Divya Dutta in a role that merges into the grey spectrum is a revelation. She manages to create a fine line between the fiery Saabo and the susceptible woman and thus walks away with the meatier female character.

A film with a legendary singer as its lead promises timeless music and together with Jaidev Kumar, Maan creates a spellbinding composition. The film is ornamented with emblematic verses of Waris Shah’s Heer verses throughout, also serving as much of the dialogue which is a treat for those in want of rich palaver. “Ve Kabootra” proves to be one of the most soulful gems of the noughties whilst “Kas Shama Aaj Tere Li” oozes with the haunting vocals of Kavita Krishnamurty.
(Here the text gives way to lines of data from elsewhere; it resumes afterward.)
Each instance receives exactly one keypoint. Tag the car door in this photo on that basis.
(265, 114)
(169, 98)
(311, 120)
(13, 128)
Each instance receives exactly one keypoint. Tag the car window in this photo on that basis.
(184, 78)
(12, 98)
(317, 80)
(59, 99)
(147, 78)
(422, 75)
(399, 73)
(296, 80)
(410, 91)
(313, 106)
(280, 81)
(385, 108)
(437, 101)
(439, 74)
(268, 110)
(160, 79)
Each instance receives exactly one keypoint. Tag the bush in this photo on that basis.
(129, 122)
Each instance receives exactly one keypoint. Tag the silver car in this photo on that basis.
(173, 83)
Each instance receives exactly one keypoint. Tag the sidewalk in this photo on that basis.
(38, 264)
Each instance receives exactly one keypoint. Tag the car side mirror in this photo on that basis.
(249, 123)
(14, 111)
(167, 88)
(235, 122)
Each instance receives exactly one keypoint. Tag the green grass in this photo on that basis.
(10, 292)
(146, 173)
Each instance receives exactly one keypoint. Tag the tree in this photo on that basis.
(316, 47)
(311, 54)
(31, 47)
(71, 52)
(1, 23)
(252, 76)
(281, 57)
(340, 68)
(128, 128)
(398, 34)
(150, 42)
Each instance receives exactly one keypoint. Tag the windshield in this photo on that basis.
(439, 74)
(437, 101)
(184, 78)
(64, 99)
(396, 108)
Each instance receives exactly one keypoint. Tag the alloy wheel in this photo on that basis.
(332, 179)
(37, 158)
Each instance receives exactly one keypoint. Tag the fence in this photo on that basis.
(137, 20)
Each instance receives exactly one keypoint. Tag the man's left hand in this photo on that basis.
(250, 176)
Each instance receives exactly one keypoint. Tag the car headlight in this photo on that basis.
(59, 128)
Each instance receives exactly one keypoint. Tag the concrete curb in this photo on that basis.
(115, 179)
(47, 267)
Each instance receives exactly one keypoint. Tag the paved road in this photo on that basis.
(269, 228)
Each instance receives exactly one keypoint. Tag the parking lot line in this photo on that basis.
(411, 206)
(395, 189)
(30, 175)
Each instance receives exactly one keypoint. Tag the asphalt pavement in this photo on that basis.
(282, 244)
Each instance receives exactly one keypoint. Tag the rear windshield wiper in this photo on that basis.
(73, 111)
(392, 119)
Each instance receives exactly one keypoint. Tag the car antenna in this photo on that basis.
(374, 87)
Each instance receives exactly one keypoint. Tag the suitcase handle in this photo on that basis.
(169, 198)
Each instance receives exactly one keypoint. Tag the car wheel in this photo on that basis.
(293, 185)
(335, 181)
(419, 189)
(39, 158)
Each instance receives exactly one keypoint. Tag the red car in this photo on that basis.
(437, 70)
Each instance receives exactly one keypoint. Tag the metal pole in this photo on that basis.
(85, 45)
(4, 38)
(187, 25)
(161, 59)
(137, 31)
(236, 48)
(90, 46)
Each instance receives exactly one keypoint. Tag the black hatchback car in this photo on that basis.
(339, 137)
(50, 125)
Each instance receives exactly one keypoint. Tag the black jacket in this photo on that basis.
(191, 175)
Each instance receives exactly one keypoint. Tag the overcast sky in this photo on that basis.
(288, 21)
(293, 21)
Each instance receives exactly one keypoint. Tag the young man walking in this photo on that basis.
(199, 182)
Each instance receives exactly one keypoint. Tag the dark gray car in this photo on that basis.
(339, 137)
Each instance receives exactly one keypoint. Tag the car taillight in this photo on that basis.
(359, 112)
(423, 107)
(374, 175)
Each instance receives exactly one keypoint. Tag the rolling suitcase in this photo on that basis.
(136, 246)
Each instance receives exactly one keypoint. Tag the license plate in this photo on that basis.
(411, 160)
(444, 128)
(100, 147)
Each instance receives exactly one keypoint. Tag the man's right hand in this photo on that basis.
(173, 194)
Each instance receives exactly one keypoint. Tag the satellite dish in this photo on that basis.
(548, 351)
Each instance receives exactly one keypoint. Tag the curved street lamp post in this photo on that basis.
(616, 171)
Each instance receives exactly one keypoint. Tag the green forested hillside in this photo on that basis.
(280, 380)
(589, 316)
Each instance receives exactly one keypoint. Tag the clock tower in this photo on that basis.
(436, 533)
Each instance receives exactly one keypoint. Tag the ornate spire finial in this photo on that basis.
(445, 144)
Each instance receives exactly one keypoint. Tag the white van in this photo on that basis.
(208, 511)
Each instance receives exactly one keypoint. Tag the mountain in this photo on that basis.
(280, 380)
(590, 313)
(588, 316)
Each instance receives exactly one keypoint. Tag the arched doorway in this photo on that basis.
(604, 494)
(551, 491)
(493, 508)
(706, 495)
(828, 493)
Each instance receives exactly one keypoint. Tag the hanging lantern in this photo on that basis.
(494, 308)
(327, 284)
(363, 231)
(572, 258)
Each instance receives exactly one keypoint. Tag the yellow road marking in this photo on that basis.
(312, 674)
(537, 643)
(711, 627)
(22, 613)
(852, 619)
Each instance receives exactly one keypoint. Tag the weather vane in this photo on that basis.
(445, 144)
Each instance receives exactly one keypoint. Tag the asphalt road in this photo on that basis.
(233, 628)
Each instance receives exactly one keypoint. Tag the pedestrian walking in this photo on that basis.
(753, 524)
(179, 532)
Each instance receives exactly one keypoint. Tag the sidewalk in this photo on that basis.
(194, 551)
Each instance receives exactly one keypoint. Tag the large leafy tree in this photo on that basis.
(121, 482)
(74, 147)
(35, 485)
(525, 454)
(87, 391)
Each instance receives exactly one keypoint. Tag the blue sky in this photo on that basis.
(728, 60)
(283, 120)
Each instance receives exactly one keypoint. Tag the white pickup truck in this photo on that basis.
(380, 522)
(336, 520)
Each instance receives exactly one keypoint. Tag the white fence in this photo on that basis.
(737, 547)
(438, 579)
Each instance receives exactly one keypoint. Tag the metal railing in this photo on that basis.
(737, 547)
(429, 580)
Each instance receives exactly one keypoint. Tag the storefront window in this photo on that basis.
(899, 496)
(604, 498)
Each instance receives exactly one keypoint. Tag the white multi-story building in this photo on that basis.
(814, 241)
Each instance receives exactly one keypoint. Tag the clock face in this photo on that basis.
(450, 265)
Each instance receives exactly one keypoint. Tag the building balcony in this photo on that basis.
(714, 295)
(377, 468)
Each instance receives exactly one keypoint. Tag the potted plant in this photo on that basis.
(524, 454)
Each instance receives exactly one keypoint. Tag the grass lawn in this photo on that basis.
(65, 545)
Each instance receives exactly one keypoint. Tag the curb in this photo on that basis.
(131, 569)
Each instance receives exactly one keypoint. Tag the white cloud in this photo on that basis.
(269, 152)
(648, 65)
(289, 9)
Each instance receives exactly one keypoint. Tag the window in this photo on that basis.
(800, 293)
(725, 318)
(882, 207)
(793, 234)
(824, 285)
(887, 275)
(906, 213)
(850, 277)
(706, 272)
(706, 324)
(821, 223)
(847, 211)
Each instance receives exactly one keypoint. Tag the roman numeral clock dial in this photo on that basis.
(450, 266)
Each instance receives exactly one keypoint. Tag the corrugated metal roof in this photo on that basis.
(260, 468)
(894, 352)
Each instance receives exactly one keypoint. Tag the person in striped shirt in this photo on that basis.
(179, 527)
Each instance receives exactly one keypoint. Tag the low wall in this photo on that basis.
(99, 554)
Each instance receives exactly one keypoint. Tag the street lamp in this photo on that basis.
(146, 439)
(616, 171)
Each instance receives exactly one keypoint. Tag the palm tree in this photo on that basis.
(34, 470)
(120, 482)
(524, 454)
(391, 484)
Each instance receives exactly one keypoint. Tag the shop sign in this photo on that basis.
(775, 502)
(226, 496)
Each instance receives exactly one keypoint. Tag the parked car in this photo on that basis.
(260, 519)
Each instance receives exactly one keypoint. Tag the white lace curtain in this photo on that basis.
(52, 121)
The songs serve to only move the story ahead and with a film that is central to the arts, the music comes as a welcomed gift.
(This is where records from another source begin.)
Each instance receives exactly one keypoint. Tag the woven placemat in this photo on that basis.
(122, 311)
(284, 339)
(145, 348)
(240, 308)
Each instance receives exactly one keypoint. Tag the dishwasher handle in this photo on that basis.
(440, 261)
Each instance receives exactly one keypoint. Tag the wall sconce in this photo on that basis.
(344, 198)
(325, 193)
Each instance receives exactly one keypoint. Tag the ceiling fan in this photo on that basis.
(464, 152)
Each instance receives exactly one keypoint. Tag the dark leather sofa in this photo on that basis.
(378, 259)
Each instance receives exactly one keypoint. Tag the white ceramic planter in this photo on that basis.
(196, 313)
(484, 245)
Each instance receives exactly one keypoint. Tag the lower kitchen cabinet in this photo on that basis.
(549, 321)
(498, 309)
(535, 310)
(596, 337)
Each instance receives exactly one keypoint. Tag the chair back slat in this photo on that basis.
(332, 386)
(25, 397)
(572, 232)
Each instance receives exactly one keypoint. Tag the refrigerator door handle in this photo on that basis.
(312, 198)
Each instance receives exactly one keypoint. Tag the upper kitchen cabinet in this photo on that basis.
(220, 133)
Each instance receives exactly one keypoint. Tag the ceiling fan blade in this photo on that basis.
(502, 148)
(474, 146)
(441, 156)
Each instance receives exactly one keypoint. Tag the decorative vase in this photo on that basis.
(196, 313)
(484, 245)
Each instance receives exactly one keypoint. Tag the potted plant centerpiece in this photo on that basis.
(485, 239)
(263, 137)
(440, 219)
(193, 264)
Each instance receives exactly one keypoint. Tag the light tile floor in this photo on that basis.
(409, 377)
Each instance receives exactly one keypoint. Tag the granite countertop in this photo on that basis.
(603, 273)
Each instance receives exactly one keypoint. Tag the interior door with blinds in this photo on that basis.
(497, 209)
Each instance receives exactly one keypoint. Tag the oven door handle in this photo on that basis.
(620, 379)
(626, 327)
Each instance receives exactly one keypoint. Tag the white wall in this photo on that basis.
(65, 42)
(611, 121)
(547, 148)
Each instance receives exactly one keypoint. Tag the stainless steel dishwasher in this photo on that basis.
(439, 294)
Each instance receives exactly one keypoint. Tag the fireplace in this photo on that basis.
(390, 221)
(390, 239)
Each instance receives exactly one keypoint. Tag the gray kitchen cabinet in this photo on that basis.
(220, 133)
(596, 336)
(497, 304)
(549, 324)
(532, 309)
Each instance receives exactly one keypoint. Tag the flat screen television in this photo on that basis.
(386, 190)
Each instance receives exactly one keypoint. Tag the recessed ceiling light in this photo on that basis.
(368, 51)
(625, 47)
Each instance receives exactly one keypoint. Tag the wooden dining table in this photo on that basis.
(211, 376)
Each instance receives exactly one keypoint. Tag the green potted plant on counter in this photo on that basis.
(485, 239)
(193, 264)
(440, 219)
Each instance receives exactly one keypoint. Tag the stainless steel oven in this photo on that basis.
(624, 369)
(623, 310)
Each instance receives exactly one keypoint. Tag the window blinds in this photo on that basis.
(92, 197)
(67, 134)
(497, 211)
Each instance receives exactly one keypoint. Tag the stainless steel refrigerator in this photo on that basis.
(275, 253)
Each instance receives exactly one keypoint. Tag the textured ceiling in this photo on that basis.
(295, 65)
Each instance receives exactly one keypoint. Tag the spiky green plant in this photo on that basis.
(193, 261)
The painstaking attempt to recreate the 18th century era is prominent in each and every frame and cinematographer R A Krishna has left no stone unturned to transport the audience into a medieval world.

Credit must be given to Manjeet Maan for the costumes of the film which were meticulously researched in various museums to depict the timescale aptly. The colors of the film work in such a way that they entice the viewer into a world of finery and murshidabadi silks which is beautifully backed by an irreproachable script.

There have been countless love stories which have graced the silver screen, greeting the audience with melodrama and cringe worthy dialogues. Yet Waris Shah goes beyond its indulgently seeped chimerical tale and ignites itself with a finer flame of spiritualism and mankind’s devotion to his ardor. This is what makes Waris Shah anything but a mundane love epic.

Waris Shah is an exemplary film not only for Punjabi cinema but for cinema across the world. Not once does it compromise itself but delivers a captivating and endearing story in an immortal mien. Late Manoj Punj never lived on to see the critical acclaim the film received when it garnered a National award but he shall surely be remembered for his pinnacle that is Waris Shah.

A masterpiece of understatement, brimming with emotion and spirit that can only be classified as poetry in motion.


Mónica said...

Ok... Waris Shah or Swami? Swami or Waris Shah? Hmm... I think I might go for Swami. :)

Sunny said...

Definetly Waris Shah...although I am yet to watch Swami, I have heard it is ok...but the music is non-existent and Juhi has a two part bit in it.

Even so, Waris Shah is worth watching for everything Monica...the performances, music,'s perfect. Make sure you come back and tell what you thought of it once you watch it. :)

Mónica said...

Still haven't seen this one. But I saw Swami. It was just OK. Some parts were quite sweet though.